Re: EU referendum today

Sun Jun 26, 2016 11:49 am

I seriously don't get what's wrong with modern neoliberals who are willing to give away their country's independence and abandon all values from democracy to freedom of speech in name of economic growth. Pathetic indeed. Europe needs more nationalism and less lying members of the elite and their useful idiots.
 
Klaus
Posts: 21642
Joined: Wed Jul 11, 2001 7:41 am

Re: EU referendum today

Sun Jun 26, 2016 12:07 pm

pvjin wrote:
Europe needs more nationalism and less lying members of the elite and their useful idiots.


You'll have trouble sorting that apart from each other, though.

Nationalist xenophobic voters are shocked and appalled waking up to the realization that the "elite" predicted correctly what Brexit would actually mean for the country. #Bregret

Their shock and dismay will only deepen when it's beginning to dawn on them that the Brexit propaganda sold them reasons for their decision which actually had little or nothing to do with the EU in the first place but rather with the policies of their domestic government in Westminster.

It's like a high-speed car crash in slow motion, unfortunately with many innocent victims suffering for the drunk driving of some.
 
David_itl
Posts: 6456
Joined: Wed Jun 27, 2001 7:39 am

Re: EU referendum today

Sun Jun 26, 2016 12:12 pm

tommy1808 wrote:
You mean to say that people buying into the 350.000 £ a week


There will be a portion (quite large I imagine) who didn't understand the machinations of what would happen. The Leave campaign would have had 2 soundbites that would resonate in people's mind:

1. We will cut immigration
2. The money spent on not being in the EU, around £350 million a week, will help pay towards the NHS.

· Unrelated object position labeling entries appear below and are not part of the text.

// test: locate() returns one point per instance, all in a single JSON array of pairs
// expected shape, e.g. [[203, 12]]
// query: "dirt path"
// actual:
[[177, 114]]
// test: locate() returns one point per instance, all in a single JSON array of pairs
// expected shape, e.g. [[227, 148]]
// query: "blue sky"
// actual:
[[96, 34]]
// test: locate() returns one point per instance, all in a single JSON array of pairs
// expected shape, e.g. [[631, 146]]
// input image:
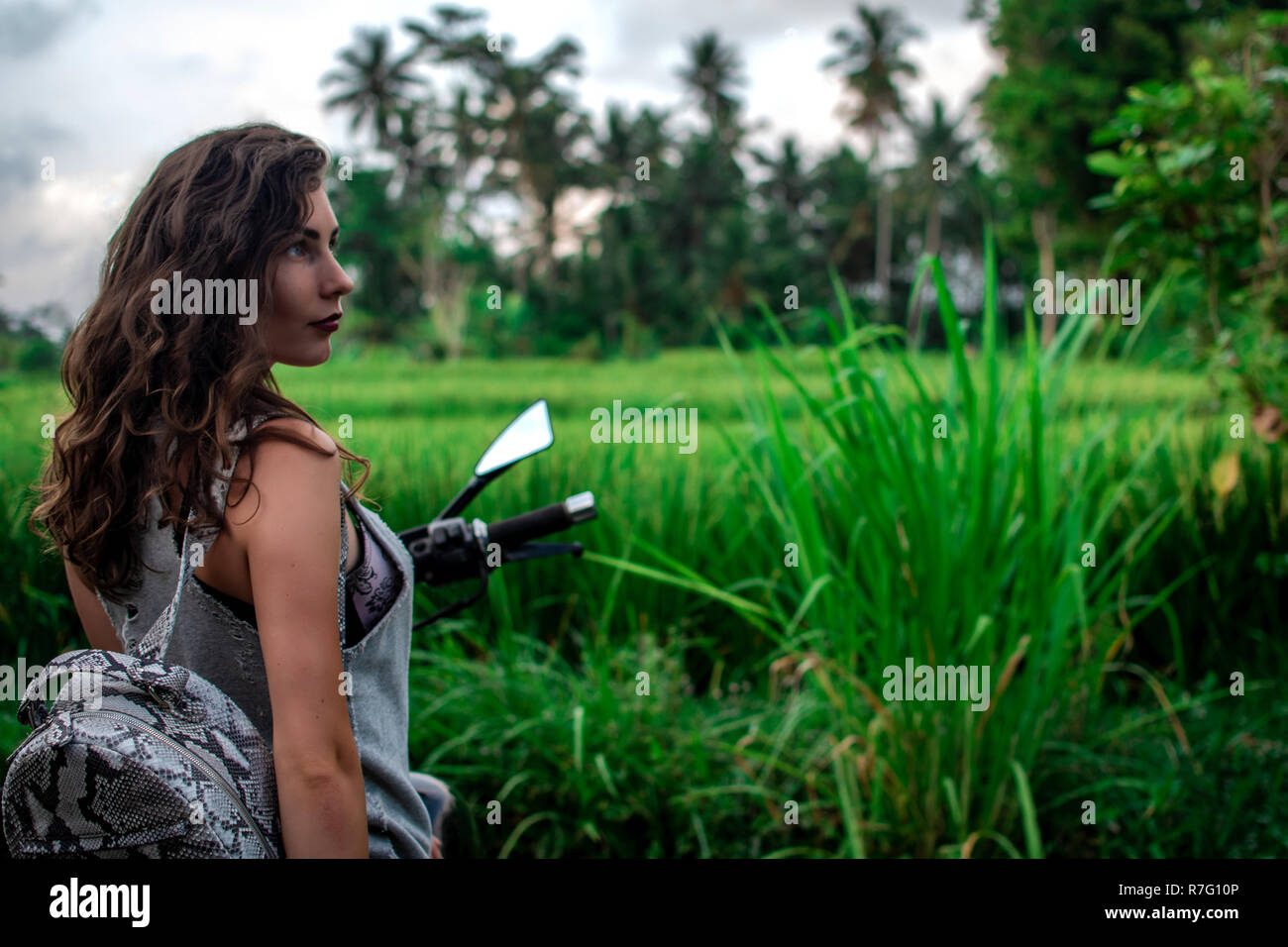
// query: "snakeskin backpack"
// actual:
[[140, 758]]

For 1, there are people who simply associated this with ALL immigration hence the the lunatic fringe now demanding instant deportation of foreigners.
For 2, there are people who simply associate the NHS as being one of the best things about the UK where everyone is able to be treated regardless of their personal situation and that there is a perception that it is being underfunded

Post referendum, what we have found:

1, What the Leave campaign was all about was to have the free trade agreement with the EU together with the freedom of movement of labour within the EU. So immigration may still have continued to rise and not fall
2. The pledge of money towards the NHS was a "mistake" and it would be down to the government of the day to allocate the money in any direction it sees fit
3. The actual amount of money that is handed to the EU as part of the membership of it is nowhere near the £350 million a week. That figure relates to what the UK would actually pay - roughly £18 billion a year. The UK gets a £5 billion rebate which is immediately taken off the £18 billion. And from the remaining £13 billion, some £4.5 billion to £5 billion is given back by the EU to the UK to help part fund projects. So we have at best some £8.5 billion that flows to the UK or some £150 million a week.

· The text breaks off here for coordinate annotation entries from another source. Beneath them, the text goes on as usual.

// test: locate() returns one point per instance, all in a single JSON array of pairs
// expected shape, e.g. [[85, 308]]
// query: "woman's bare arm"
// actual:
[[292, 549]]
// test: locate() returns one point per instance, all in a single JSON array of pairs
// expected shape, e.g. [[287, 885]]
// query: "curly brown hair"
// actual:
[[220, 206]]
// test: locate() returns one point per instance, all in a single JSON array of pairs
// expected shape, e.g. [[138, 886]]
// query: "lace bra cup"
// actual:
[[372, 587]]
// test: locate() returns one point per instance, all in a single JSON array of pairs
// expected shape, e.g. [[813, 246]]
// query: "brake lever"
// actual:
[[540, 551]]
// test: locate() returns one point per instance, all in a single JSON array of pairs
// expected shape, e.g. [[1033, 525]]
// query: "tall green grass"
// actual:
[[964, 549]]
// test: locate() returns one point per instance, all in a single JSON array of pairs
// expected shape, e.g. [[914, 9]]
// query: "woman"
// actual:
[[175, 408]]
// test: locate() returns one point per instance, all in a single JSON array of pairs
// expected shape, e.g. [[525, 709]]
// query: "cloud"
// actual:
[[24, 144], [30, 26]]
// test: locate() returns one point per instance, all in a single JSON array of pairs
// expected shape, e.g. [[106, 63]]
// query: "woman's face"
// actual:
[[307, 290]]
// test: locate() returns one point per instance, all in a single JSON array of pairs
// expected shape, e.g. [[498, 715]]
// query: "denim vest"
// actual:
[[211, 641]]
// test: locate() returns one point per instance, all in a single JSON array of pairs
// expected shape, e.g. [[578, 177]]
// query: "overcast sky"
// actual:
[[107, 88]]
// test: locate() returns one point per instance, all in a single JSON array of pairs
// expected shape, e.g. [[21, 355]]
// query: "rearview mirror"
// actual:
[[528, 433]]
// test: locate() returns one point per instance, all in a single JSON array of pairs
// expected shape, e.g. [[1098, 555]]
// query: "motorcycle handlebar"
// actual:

As such, these are material facts that may well have turned the mind of some wavering voters into voting to Leave. I wonder how they feel being after being duped.

As for the remaining 27 countries, I look forward to seeing comments welcoming the idea that to help fund the EU's projects across the community, each country's contribution will take a nice hike now that there's going to be a £13 billion to £18 billion shortfall when the UK leaves . And by that I mean those countries who are net payers into the community having to practically stump up all the money knowing full well they will only receive a portion of it back.
 
GDB
Posts: 14396
Joined: Wed May 23, 2001 6:25 pm

Re: EU referendum today

Sun Jun 26, 2016 12:20 pm

LSZH34 wrote:
[
You're being pathetic now and a very bad democrat.


How so? Me or that contributor's comments I linked.
I don't think his 'write to your MP' will do anything, nor will the 2 million+ petition.
At no point did I say the result could be/should be ignored.

What I do say is that many voted Brexit based on outright, easily provable lies which even leading Brexit campaigners have admitted (well calling a lie a 'mistake') within 24 hours of the result.
Not very democratic is it? Saying one thing for weeks and swatting it away within hours.

I knew Farage was a lying, racist turd for years, that the leading Brexit Tories have agendas (which some have put in print) that a great majority of the UK voters would never accept.
But now they are much closer to power thanks to many of those voters.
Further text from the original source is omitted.